More than 100 villagers feared buried in massive Chinese landslide

In this photo released by China's Xinhua News Agency, emergency personnel work at the site of a landslide in Xinmo village in Maoxian County in southwestern China's Sichuan Province, on June 24, 2017. More than 120 people were feared buried by a landslide that unleashed huge rocks and a mass of earth.

More than 100 villagers were feared buried Saturday in a massive landslide triggered by heavy rain in Sichuan Province in southwestern China, according to local officials and the Chinese media.

Fifteen bodies had been found by late Saturday, the China Global Television Network reported. It said 118 people in the village of Xinmo in Mao County were missing and 62 homes had been crushed beneath huge boulders and a mass of earthen debris.

Rescuers were using heavy equipment and life-detection equipment in hopes of finding some people still alive under the tons of rock.

The Sichuan Daily said rescuers made contact with one villager buried under the rubble who answered her cellphone when they called and burst into tears. The woman was in the bedroom of her home when the landslide hit the village, and rescuers were trying to reach her, the report said.
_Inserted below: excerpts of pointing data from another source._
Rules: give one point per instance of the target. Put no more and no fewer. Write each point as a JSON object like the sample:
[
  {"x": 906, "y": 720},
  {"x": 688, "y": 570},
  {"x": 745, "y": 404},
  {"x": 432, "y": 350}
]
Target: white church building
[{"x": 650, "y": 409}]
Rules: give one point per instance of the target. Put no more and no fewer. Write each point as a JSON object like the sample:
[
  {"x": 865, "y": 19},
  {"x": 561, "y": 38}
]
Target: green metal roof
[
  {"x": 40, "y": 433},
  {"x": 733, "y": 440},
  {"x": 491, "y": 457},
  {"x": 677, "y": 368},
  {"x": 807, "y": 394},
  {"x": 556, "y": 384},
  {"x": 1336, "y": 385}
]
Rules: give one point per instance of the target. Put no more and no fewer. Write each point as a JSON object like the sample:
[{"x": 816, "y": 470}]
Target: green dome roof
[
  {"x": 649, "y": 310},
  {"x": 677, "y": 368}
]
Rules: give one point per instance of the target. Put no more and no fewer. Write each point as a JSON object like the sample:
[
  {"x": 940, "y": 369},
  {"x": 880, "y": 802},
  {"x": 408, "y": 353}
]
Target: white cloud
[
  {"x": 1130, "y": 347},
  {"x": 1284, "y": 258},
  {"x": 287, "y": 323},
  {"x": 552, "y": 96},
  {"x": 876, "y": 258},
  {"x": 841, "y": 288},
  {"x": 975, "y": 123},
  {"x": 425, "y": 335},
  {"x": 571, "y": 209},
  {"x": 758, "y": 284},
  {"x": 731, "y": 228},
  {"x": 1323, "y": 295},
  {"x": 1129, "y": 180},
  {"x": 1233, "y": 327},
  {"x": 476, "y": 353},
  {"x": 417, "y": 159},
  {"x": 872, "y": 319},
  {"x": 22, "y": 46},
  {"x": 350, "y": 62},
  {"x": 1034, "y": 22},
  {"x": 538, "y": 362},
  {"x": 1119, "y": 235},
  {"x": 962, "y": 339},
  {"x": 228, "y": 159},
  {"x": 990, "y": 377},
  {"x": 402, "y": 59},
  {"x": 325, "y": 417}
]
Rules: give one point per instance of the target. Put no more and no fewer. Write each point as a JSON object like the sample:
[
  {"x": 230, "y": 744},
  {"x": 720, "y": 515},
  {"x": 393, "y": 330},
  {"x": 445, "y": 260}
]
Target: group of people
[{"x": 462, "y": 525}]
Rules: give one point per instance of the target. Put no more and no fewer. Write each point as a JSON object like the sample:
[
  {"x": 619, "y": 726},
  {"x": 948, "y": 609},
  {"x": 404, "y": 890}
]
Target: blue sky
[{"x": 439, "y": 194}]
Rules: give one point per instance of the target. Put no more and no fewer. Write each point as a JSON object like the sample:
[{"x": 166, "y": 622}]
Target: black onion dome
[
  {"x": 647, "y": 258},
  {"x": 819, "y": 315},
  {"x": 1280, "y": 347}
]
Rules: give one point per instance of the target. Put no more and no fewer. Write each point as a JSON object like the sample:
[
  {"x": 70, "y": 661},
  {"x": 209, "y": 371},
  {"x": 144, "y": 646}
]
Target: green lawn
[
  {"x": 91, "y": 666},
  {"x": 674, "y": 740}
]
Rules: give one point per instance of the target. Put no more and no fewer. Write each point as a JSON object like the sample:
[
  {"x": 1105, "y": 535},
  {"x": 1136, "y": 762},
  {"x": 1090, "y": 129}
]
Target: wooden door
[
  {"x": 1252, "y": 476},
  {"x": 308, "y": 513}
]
The paper said a family of three, including a month-old baby, managed to escape just as the landslide hit their house around 6 a.m.

Rescuers work at the site of a massive landslide where over 120 villagers are estimated buried in the early morning disaster in Maoxian county, in southwest China's Sichuan province, on June 24, 2017.

Qiao Dashuai told state broadcaster CCTV that the baby saved the family because he was woken up by the child’s crying and was going to change the baby’s diaper when he heard a noise that alerted him to the landslide.

“We heard a strange noise at the back of our house, and it was rather loud,” Qiao said. “Wind was coming into the room so I wanted to close the door. When we came out, water flow swept us away instantly.” He said they struggled against the flood of water until they met medical workers who took them to a hospital. Qiao said his parents and other relatives had not been found.

Wang Yongbo, a local rescue official, told CCTV that some 105 million cubic feet of earth and rock — equivalent to more than 1,000 Olympic-sized swimming pools — had slid down the mountain, the Associated Press reports. 

Authorities said the upper section of a nearby mountain collapsed due to heavy rain, hurling rocks into the valley. A sea of boulders and mud covered almost a mile of road and blocked over a mile section of a river.

Almost 3,000 firefighters, medical staff and armed police officers were rushed to the scene, CGNT reported, but meteorologists said the rescue effort could be hampered by the prospect of three more days of rain.

Chinese President Xi Jinping on Saturday ordered all-out rescue efforts for anyone trapped in the rubble, the state-owned Xinhua news agency reported.